My technique to establish "face ID" which I call the Q-5 process, short for Five Point Quintangulation, is a simple mathematical technique, but totally dependent on computer technology, namely Photoshop. It is also dependent on having two photographs of faces taken from basically the same angle. I pick out at least five points on a face, mark them with a color, then lift them and apply them to a different face, to establish the degree of similarity. It starts with the eyes. A person's eyes don't change much during his or her lifetime. It is critical to mark just the iris of the eyes, capturing their size and the distance between them; the nostrils; the upper lip, which doesn't change much over a lifetime, (until the upper teeth fall out) and the chin. All are marked as precisely as possible. It helps, if possible, to mark the top and bottom of the ears, understanding that ears do grow and sag over a lifetime. The chin is somewhat stable over the life of a person... again, until they start to lose teeth. I mark the forehead, at the part or the highest points of the hairline. I might mark outstanding cheek bones, or eyebrows. But anything made out of hair won't be too reliable! Facial hair is always a problem, and requires some guessing.
When the face-marks from the original face are lifted, they are carefully placed to align with the new face perfectly. Eyes must be laid precisely on eyes. Suddenly the likeness is affirmed or negated. That is because every person has a pretty unique mathematical pattern on his face; the distance between his or her eyes, then the distance between the eyes and the nostrils, then distance next down to the upper lip... and the chin and so on. If any one of those distances does not match, it is merely a look-alike. A doppelganger. The variability of the size of the eyes and distance between them is the crux of the whole technique, and it does not suffer doppelgangers. Except for identical twins, very few "look-alikes" can pass the test. But some do.
Then the photograph of the wanna-be look-alike has to pass other screens, such as sex, race, period clothing, dark eyes or light eyes, width of nose and ear construction, which usually eliminates the close calls. Many a doppelganger goes down in flames when the ear construction is compared. Many of my would-be purchases have been stopped in their tracks because the ears were off. Here (above) the chin was the big failure, so Billy Crystal can now rest easier knowing that he is not Ronald Kaufman, a dangerous criminal... but when Kaufman cut his hair... the similarity might have caused Crystal to be picked up by the police!

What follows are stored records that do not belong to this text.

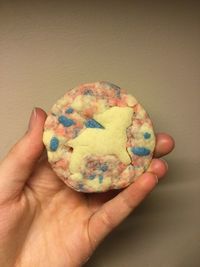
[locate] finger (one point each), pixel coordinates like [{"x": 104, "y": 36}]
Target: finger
[
  {"x": 164, "y": 145},
  {"x": 159, "y": 167},
  {"x": 114, "y": 211},
  {"x": 19, "y": 163}
]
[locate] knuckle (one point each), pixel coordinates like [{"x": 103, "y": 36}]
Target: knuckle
[{"x": 107, "y": 219}]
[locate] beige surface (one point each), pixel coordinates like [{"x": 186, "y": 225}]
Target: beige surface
[{"x": 153, "y": 50}]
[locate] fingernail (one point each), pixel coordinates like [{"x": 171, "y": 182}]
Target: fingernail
[
  {"x": 156, "y": 178},
  {"x": 32, "y": 119},
  {"x": 165, "y": 162}
]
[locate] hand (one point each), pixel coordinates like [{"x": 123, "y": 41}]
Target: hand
[{"x": 45, "y": 223}]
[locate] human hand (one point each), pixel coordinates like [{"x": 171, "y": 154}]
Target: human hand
[{"x": 45, "y": 223}]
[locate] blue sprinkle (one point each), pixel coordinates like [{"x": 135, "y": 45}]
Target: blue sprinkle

Children are very difficult to measure because they are constantly changing during their whole existence.
Computer facial recognition does a fair job, but is only as good as the technician using it. People who consult free face recognition services usually do not have enough grasp of human anatomy or aging, historical context, changes in photography technology over the last century, or the constant evolutions of fashion in order to discern a doppelganger from an actual historical discovery. Hence all of the nonsense on Ebay, where sellers have obtained the "authentication" from "Face ID" and now offer rare prizes of antique photography hoping to be worth millions.
My grading is totally subjective. Since I can sometimes lay a pattern from an original person on top of another different photo of the same person, and not get 100% match, I say that nothing ever gets better than a 95% match. On a close call, I work backwards from 95%, deducting a point or two for every inconsistency. I consider a 90% match a probable but shaky identification. I will eventually have a page where I share some of my better doppelgangers which scored less than 90%. They stood tall in my collection before I began to use the Q-5 technique.
The old saying was that "photographs don't lie." Of course, they sometimes did, especially when doctored. But I feel I can claim that mine do not lie, because Geometry doesn't! Mathematical proportions are almost fool-proof. Knowledge of history, human anatomy, and early photography processes helps to make my evaluations very reliable.